Parure d’emprunt, Paula Fox – Éditions Joëlle Losfeld
Traduit de l’anglais (États-Unis) par Marie-Hélène Dumas
Critique parue dans Le Magazine des Livres, n° 15, avril/mai 2009
Sans en comprendre parfaitement les raisons, j’ai fini par attendre avec une certaine excitation chaque nouvelle traduction de Paula Fox. Cela paraîtra un peu idiot de le formuler ainsi, tant il peut sembler normal d’éprouver de l’impatience à une perspective de lecture d’un très grand écrivain. Ce n’est pourtant pas suffisant. D’abord parce qu’il y a beaucoup de grands auteurs, ensuite parce que, comme dirait l’autre, Paula Fox n’était pas nécessairement mon genre. D’où vient, d’ailleurs, que nous semblons nouer avec tel écrivain un lien, peut-être pas privilégié mais tout de même d’une intimité certaine, quand tel autre ne le mériterait pas moins ? d’où vient que nous ne parvenons parfois plus, mieux : que nous nous refusons à distinguer dans l’œuvre de cet auteur tant attendu un livre plutôt qu’un autre, quand il va de soi, en toute raison, que tous ne se valent sans doute pas ? Il y a là un mystère propre à chaque lecteur : l’origine un peu insoluble d’une lecture mémorable, le discernement plus ou moins instinctif d’un univers, une certaine aisance à y évoluer, un plaisir particulier à en épouser ce qu’il a de singulier.

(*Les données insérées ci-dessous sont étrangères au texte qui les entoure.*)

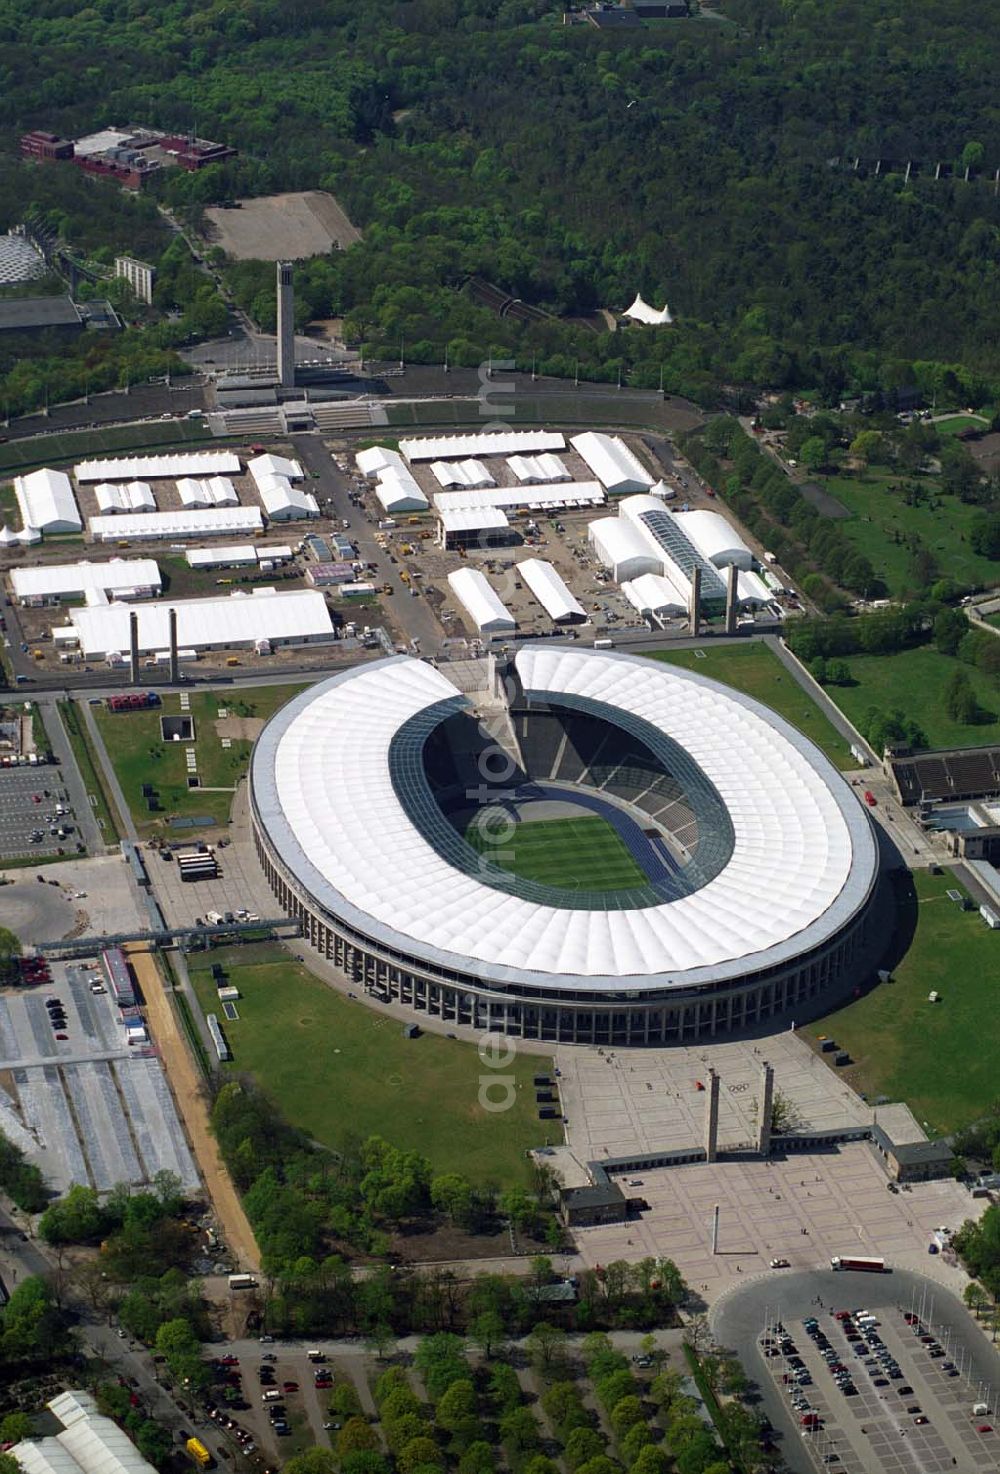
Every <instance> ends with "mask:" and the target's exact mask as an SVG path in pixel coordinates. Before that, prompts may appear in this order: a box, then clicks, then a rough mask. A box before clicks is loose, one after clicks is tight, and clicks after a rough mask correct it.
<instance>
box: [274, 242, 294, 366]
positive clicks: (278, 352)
mask: <svg viewBox="0 0 1000 1474" xmlns="http://www.w3.org/2000/svg"><path fill="white" fill-rule="evenodd" d="M277 382H279V383H280V386H282V389H294V388H295V290H294V287H292V262H291V261H279V262H277Z"/></svg>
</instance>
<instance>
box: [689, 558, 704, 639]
mask: <svg viewBox="0 0 1000 1474" xmlns="http://www.w3.org/2000/svg"><path fill="white" fill-rule="evenodd" d="M701 615H702V570H701V569H699V567H693V569H692V570H690V600H689V603H687V628H689V629H690V632H692V634H693V635H696V634H698V626H699V624H701Z"/></svg>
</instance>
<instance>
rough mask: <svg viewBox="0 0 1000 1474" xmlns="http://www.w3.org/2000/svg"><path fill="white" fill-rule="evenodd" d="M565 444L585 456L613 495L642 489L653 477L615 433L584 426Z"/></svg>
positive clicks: (622, 441)
mask: <svg viewBox="0 0 1000 1474" xmlns="http://www.w3.org/2000/svg"><path fill="white" fill-rule="evenodd" d="M569 444H571V445H572V448H574V450H575V451H577V454H578V455H581V457H583V458H584V460H586V463H587V466H588V467H590V470H591V472H593V473H594V476H596V478H597V481H599V482H600V483H602V486H606V489H608V491H611V492H615V494H617V495H621V494H624V492H627V491H646V489H647V488H649V486H652V485H653V478H652V476H650V475H649V472H647V470H646V469H645V466H643V464H642V461H640V460H639V458H637V457H636V455H634V454H633V453H631V451H630V450H628V447H627V445H625V442H624V441H622V439H621V438H619V436H618V435H602V432H600V430H586V432H584V433H583V435H574V436H572V439H571V441H569Z"/></svg>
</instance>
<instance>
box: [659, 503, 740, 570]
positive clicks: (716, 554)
mask: <svg viewBox="0 0 1000 1474" xmlns="http://www.w3.org/2000/svg"><path fill="white" fill-rule="evenodd" d="M674 519H676V522H677V523H678V526H680V528H681V531H683V532H686V534H687V538H689V539H690V541H692V542H693V544H695V547H696V548H698V551H699V553H701V554H702V557H706V559H708V560H709V562H711V563H714V565H715V567H726V566H727V565H729V563H735V565H736V567H743V569H749V567H751V566H752V563H754V556H752V553H751V550H749V548H748V547H746V544H745V542H743V539H742V537H740V535H739V532H737V531H736V528H735V526H733V525H732V523H730V522H727V520H726V517H724V516H723V514H721V511H709V510H708V509H699V510H696V511H676V513H674Z"/></svg>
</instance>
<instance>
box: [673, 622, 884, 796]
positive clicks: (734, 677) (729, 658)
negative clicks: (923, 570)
mask: <svg viewBox="0 0 1000 1474" xmlns="http://www.w3.org/2000/svg"><path fill="white" fill-rule="evenodd" d="M702 656H704V657H702ZM652 659H653V660H667V662H668V665H683V666H684V669H687V671H696V672H698V674H699V675H708V677H711V678H712V680H714V681H723V682H724V684H726V685H733V687H736V690H737V691H743V693H745V694H746V696H752V697H755V699H757V700H758V702H763V703H764V705H765V706H770V708H771V710H776V712H777V713H779V716H783V718H785V719H786V721H789V722H792V725H794V727H798V730H799V731H801V733H805V736H807V737H808V738H810V740H811V741H814V743H816V746H817V747H820V749H822V750H823V752H824V753H826V756H827V758H829V759H830V762H833V764H836V766H838V768H857V761H855V759H854V758H853V756H851V747H850V743H847V741H845V740H844V737H841V734H839V733H838V731H836V728H835V727H833V725H832V724H830V722H829V721H827V718H826V716H824V715H823V712H822V710H820V709H819V706H817V705H816V702H814V700H813V697H811V696H808V694H807V693H805V691H804V690H802V687H801V685H799V684H798V681H796V680H795V678H794V677H792V675H789V672H788V671H786V669H785V666H783V665H782V662H780V660H779V659H777V656H776V654H774V653H773V652H771V650H770V649H768V647H767V646H765V644H761V643H760V641H752V643H751V641H746V643H745V644H718V646H705V647H704V650H699V652H696V650H656V652H655V653H653V656H652ZM838 696H839V693H838ZM835 699H836V697H835Z"/></svg>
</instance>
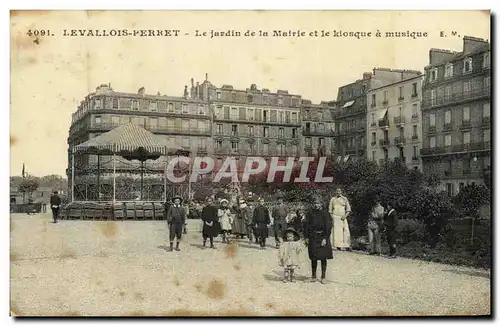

Outre, cela va de soi, l’admiration pour un talent, un style, une pensée. Tous ces ingrédients, aussi légèrement évoqués soient-ils, je les retrouve à chaque fois dans les livres de Paula Fox ; c’est peu dire, donc, que j’attendais beaucoup de ce livre-ci, annoncé comme ses Mémoires – du moins une partie, la période couverte allant de la petite enfance à la fin de l’adolescence.
Les familiers de Fox ne seront pas désorientés, loin s’en faut : non seulement ils trouveront dans ce texte les ingrédients qui font la qualité habituelle de ses romans, mais davantage encore tous les motifs personnels et biographiques qui les aura nourris. On saisira mieux au passage ce qui différencie le roman de l’autofiction, tout ce qui distingue l’art suprême de mettre en scène l’existence afin de la mieux saisir et celui de chercher une ouverture à la littérature dans la dramaturgie du moi ; tout comme on aura plaisir à retrouver, sur quelques dizaines de pages, ce qui sous-tendait La légende d’une servante ou les décors de Côte Ouest.
Certes, la vie de Paula Fox, spécialement ici son enfance, a tout d’une matière romanesque. Délaissée très jeune par un père sensible mais par trop porté sur l’alcool d’Hollywood et par une mère paniquée à la seule idée de la maternité, élevée par un pasteur qu’elle nomme son « oncle » et recueillie par une grand-mère cubaine, sans le sou et trimbalée par monts et vallées à travers les États-Unis, moralement très isolée, l’épopée de Paula Fox a quelque chose de ces destins américains tels qu’on les rapporte parfois sous forme de saga. Pourtant, Fox a cette manière de se raconter en exhumant le regard qu’elle portait encore sur la vie quand, enfant, elle imaginait « que les gens étaient enfermés à l’intérieur de la terre comme les noyaux dans les fruits » et ne comprenait pas « que l’on puisse voir le ciel » : elle ne cherche pas tant à faire émerger un sens qu’à s’approcher au plus près des émotions d’antan et en saisir ce qu’elles pourraient avoir d’immuable. Sans doute d’ailleurs est-ce ce qui les rend si présentes et si vives, et explique en partie la centralité du père dans une existence dont il fut le grand absent. Centralité et tendresse, grande tendresse, oui, pour cet homme dont on devine, sous ses grands airs et les mots de sa fille, la fragilité, le malaise, la sensation persistante de l’inaccompli. C’est la force de ce texte assez unique en son genre que de livrer une matière aussi incroyablement vivante après tant d’années, conduisant finalement le lecteur à rôder autour d’une œuvre romanesque que cet éclairage ne rend pas moins mystérieuse.